Unnamed: 0,Animal,Size,Age,Target
0,Monkey,Small,2,0
1,Monkey,Medium,4,0
2,Lion,Large,2,1
3,Tiger,Large,3,1
4,Tiger,Small,1,1
5,Tiger,Small,1,1


In [104]:
df.drop_duplicates(subset=['Size'])

Unnamed: 0,Animal,Size,Age,Target
0,Monkey,Small,2,0
1,Monkey,Medium,4,0
2,Lion,Large,2,1


In [105]:
#keep the first one
df.drop_duplicates(subset=['Size'],keep='first')

Unnamed: 0,Animal,Size,Age,Target
0,Monkey,Small,2,0
1,Monkey,Medium,4,0
2,Lion,Large,2,1


In [106]:
#keep the last one
df.drop_duplicates(subset=['Size'],keep='last')

Unnamed: 0,Animal,Size,Age,Target
1,Monkey,Medium,4,0
3,Tiger,Large,3,1
5,Tiger,Small,1,1


In [107]:
df.drop_duplicates(keep=False)

Unnamed: 0,Animal,Size,Age,Target
0,Monkey,Small,2,0
1,Monkey,Medium,4,0
2,Lion,Large,2,1
3,Tiger,Large,3,1


In [108]:
df

Unnamed: 0,Animal,Size,Age,Target
0,Monkey,Small,2,0
1,Monkey,Medium,4,0
2,Lion,Large,2,1
3,Tiger,Large,3,1
4,Tiger,Small,1,1
5,Tiger,Small,1,1


   In this activity of learning data processing in Python with Pandas, I came across several fundamental concepts that have proved to be crucial in my understanding of data analysis. The key take-away I have for this activity will be discuss further. The first and foremost thing that I learned was how to load data into Pandas and process it. I discovered that Pandas provides a variety of functions that allow us to load data from different file formats such as CSV, JSON, HTML, Excel, etc. Using Pandas to load data from a file is quite easy and efficient, and it can be done in just a few lines of code. Moreover, I learned that we can directly get data from a URL using Pandas, which can be very convenient when we need to input data from the web. This feature of Pandas makes it possible for us to access a wide range of data sets that are available online and use them for our analysis.
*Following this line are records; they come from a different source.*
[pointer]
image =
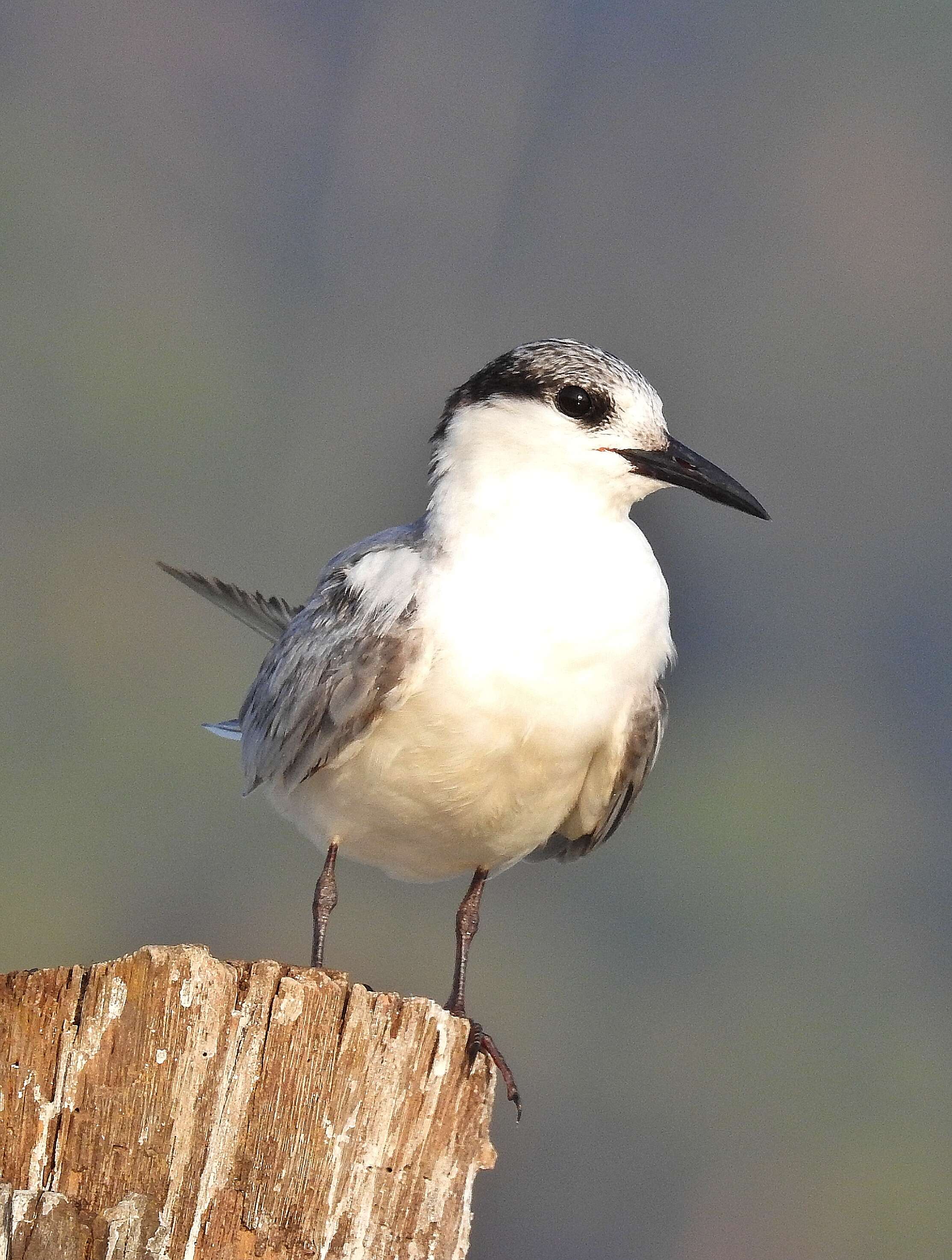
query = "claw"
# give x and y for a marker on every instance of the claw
(480, 1042)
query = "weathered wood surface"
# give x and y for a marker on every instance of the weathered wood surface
(172, 1107)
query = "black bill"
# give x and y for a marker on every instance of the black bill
(679, 465)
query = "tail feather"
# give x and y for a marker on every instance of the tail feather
(268, 617)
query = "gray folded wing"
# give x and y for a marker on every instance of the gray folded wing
(644, 740)
(349, 655)
(268, 617)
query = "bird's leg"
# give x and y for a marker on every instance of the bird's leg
(468, 921)
(325, 899)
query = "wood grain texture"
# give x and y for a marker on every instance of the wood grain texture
(173, 1107)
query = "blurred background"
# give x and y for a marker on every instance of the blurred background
(248, 248)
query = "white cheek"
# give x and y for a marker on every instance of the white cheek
(643, 487)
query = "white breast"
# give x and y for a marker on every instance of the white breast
(536, 655)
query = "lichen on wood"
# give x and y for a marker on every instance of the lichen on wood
(173, 1107)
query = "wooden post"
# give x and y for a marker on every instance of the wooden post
(172, 1107)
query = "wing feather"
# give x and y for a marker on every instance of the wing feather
(267, 615)
(343, 661)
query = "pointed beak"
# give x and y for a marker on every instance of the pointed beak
(678, 464)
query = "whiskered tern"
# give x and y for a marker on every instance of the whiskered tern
(481, 686)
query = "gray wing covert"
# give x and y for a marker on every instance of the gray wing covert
(644, 740)
(344, 659)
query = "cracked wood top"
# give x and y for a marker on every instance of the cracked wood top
(169, 1107)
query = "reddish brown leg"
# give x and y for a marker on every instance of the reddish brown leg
(325, 899)
(468, 921)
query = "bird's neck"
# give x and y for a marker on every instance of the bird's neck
(510, 488)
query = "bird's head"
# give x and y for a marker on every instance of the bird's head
(567, 406)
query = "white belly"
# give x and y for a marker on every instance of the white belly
(534, 666)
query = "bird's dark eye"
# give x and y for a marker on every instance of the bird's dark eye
(573, 401)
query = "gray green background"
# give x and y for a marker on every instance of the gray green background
(247, 250)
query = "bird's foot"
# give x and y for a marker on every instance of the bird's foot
(481, 1042)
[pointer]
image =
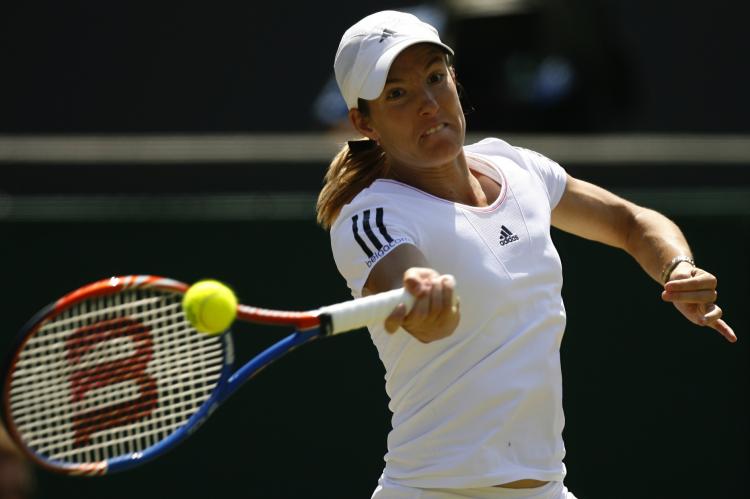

   Apart from loading data, I also learned how to deal with missing values in the data frame. Missing data is a common problem in real-world data sets, and it is essential to handle it correctly to avoid any errors or biases in the analysis. I learned that we can use the dropna function in Pandas to drop all rows that have missing values, or we can use the fillna function to fill the missing values with some other values. Furthermore, I learned that we can load the missing values using SimpleImputer from sklearn. SimpleImputer is a powerful tool that allows us to fill in missing values with various strategies such as the mean, median, mode, or a user-defined value. This technique is helpful when we have a large amount of missing data, and we want to impute the missing values efficiently. Lastly, I discovered that we can drop duplicates from the data to clean the data set and remove any redundant information. The drop_duplicates function in Pandas allows us to drop all rows that have the same values in all columns or a subset of columns. This feature can be handy when we are working with data sets that have duplicate entries, and we want to eliminate them to avoid any confusion in our analysis.

   In summary, my experience with this activity has been a fantastic learning journey, and I have learned many valuable skills that I can apply in my future projects and activities. From loading data into Pandas and processing it to handling missing data and dropping duplicates, I now have a strong foundation in data processing with Pandas.